Dell has developed a reference architecture type design for a combined data lake/data warehouse using third party partner software and its own server, storage and networking hardware and software.
Like Databricks† dremio† SingleStoreand Snowflake, Dell is considering a single data lakehouse construction. The concept is that you have a single, universal store without having to perform extraction, transformation and loading (ETL) processes to select raw data and get it into shape for use in a data warehouse. It is as if there is a virtual data warehouse in the data lake.
Chhandomay Mandal, Dell’s director of ISG solutions marketing, blogged: “Traditional data management systems, such as data warehouses, have been used for decades to store structured data and make it available for analysis. However, data warehouses are not set up to handle the increasing variety of data. Dell has developed a reference architecture-type design for a combined data lake/data warehouse using third-party partner software and its own server, storage and networking hardware and software – text, graphics, video, Internet of things (IoT) – and they also cannot support artificial intelligence (AI) and machine learning (ML) algorithms that require direct access to data.”
Data lakes can do that, he says. “Today, many organizations use a data lake in conjunction with a data warehouse – they store data in the lake and then copy it to the warehouse to make it more accessible – but this adds to the complexity and cost of the analytics landscape. .”
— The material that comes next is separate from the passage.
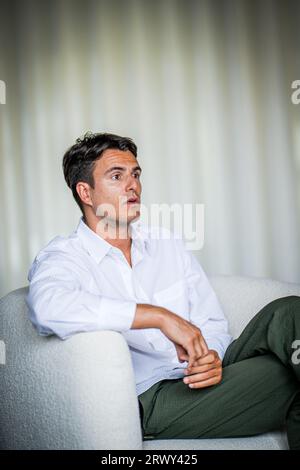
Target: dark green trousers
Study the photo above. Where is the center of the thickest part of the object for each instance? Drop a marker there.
(259, 391)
What you need is one platform to do it all and Dell’s Validated Design for Analytics – Data Lakehouse provides it, supporting business intelligence (BI), analytics, real-time data applications, data science and machine learning. It is based on PowerEdge servers, PowerScale unified block and file arrays, ECS object storage, and PowerSwitch networks. The system can be housed on-premises or in a colocation facility.
The software technologies component includes the Robin Cloud Native Platform, Apache Spark (open source analytics engine), and Kafka (open source distributed event streaming platform) with Delta Lake technologies. Databricks’ open-source Delta Lake software is built on top of Apache Spark, and Dell uses Databricks’ Delta Lake in its own data lakehouse.
Dell is also collaborating Robin.IO . acquired by Rakuten with its open source Kubernetes platform.
Dell recently announced a deal for remote table access with Snowflake and says this data lakehouse validated design concept complements that. Presumably, external Snowflake tables could reference the Dell data lakehouse.
With the Dell image above, things are starting to look complicated. A Dell Solution Overview contains more information, along with this table:
Obviously this is not a turnkey system and a lot of careful research and component selection and sizing is required before making a deal with Dell.
Interestingly, HPE has a somewhat similar product, Ezmeral Unified Analytics† This also uses Databrick’s Delta Lake technology, Apache Spark, and Kubernetes. HPE is hosting a Discover event this week and lots of news is expected. Perhaps the timing of Dell’s announcement is no coincidence.